(Service Check Timed Out) in RAW edition 1.6.0p11 (centOS 8)

Hi

I have a problem with my network switches monitoring (with SNMP) :
I receive a lot of CRITICAL alerts with (Service Check Timed Out)

For example :

Host switch-bureau04(switch-bureau04)
Service Check_MK
Event OK → CRITICAL
Address 192.168.254.248
Date / Time Wed May 20 14:55:31 CEST 2020
Plugin Output (Service Check Timed Out)
Additional Output
Host Metrics rta=3.383ms;15000.000;30000.000;0; pl=0%;80;100;; rtmax=6.584ms;;;; rtmin=2.215ms;;;;
Service Metrics

And few seconds after the recovery :

Host switch-bureau04 (switch-bureau04)
Service Check_MK
Event CRITICAL → OK
Address 192.168.254.248
Date / Time Wed May 20 14:55:39 CEST 2020
Plugin Output OK - [snmp] Success, execution time 4.5 sec
Additional Output
** Host Metrics
Service Metrics execution_time=4.482 user_time=0.020 system_time=0.020 children_user_time=0.050 children_system_time=0.070 cmk_time_snmp=4.322 cmk_time_agent=0.000

How to change parameters and which one ? which rule ?
I’ve tried to change “service_check_timeout” value to 120 (instead of 60) in tuning.cfg but it’s the same thing.
I also changed snmp check interval with 5 minutes.
Thanks for your help :slight_smile:

Regards.

Sebastien

It is not a problem with overall timeout. For myself it looks more like a SNMP timing problem.
Inside WATO you can find a rule Timing settings for SNMP access. You should play around a little bit with the parameters. I think the timeout for a single query can help. Set it to something like 5 seconds and test.

it doesn’t work.

My settings for the folder “Network” - contains all switches, big and very small (5 ports to big stack) :

I receive the timeout for many switches, small and big

For the big stack in 1 week :

Last alert :

Host switch-stack2-2eme(switch-stack2-2eme)
Service Check_MK
Event CRITICAL → OK
Address 192.168.254.242
Date / Time Wed May 20 20:49:56 CEST 2020
Plugin Output OK - [snmp] Success, execution time 31.8 sec
Additional Output
Host Metrics rta=3.950ms;15000.000;30000.000;0; pl=0%;80;100;; rtmax=9.051ms;;;; rtmin=1.404ms;;;;
Service Metrics execution_time=31.751 user_time=0.070 system_time=0.050 children_user_time=0.080 children_system_time=0.130 cmk_time_snmp=31.417 cmk_time_agent=0.000

Bad cheap hardware :smiley: if a stack with 3 switches needs 100 seconds to get the whole interface table.
Small switches should not have this problem.
The only diagram important is the “Datasource: Time usage by phase”. There you see your system is only waiting for SNMP response.
Is this device configured to use bulkwalk?
If all this is done you don’t have many possibilities to solve this problem.

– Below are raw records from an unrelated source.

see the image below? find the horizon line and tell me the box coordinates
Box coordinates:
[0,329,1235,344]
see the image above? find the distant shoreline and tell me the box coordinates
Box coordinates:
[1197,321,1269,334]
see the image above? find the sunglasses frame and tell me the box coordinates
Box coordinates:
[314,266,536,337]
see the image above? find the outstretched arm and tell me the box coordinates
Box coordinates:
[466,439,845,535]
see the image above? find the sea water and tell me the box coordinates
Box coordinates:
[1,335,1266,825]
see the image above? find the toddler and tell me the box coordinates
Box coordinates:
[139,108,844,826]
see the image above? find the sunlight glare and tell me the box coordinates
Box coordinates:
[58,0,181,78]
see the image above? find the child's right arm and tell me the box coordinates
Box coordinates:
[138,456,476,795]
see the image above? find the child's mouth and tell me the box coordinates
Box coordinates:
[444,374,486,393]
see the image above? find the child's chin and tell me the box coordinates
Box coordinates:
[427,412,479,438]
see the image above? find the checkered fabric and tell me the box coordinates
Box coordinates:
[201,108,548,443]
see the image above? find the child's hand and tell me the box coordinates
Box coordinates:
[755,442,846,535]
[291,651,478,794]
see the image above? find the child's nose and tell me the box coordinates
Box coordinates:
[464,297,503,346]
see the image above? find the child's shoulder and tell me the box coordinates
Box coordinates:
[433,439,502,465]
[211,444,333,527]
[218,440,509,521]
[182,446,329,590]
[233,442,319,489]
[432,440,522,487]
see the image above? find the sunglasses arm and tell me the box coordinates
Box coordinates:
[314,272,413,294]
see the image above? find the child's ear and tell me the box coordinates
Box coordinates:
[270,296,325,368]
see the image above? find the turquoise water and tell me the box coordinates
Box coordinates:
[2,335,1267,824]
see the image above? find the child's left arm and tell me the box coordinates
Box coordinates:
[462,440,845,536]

I think you only have a chance to increase check_interval and snmp_timeouts to reduce your false alarms. Because if you have a 60s check_interval and you have to wait 70s for response it the next check is scheduled.
Do all your switches have this problems or only larger ones?

Hmm, sometimes you don’t have the choice… I have these SNMP problems with management boards of not-so-cheap servers too. For a long time, I tried to tweak time values, bulk mode, different SNMP protocol versions – nothing really helped. Finally, I have set the check count so the first failure will not cause notifications – it will switch to OK with 99% certainty on next invocation.

Regards,
sultansofswing.

My SNMP check interval is 5 minutes and timeout is 120s.
It’s very strange because I have problems on all switches, (smallers like HP-1810-8G and larger switches like HPE Office Connect 1950 12 XGT 4SFP+ or stacks HPE Office Connect 1950 48 ports)

I’ll try to increase check interval…

If it also happens on small devices then it looks more like a general problem.
You can only inspect the response of your devices on the command line with a call like “cmk --debug -vv hostname”.
If you see that all devices are slow at the interface table then you have a general problem with all the devices. If you have other brands available to compare you will see very different behavior.

Maybe it is also a good idea to test some of the device with a pure snmpwalk, to see if this gives you some new/more details on your problem or what makes it so slow.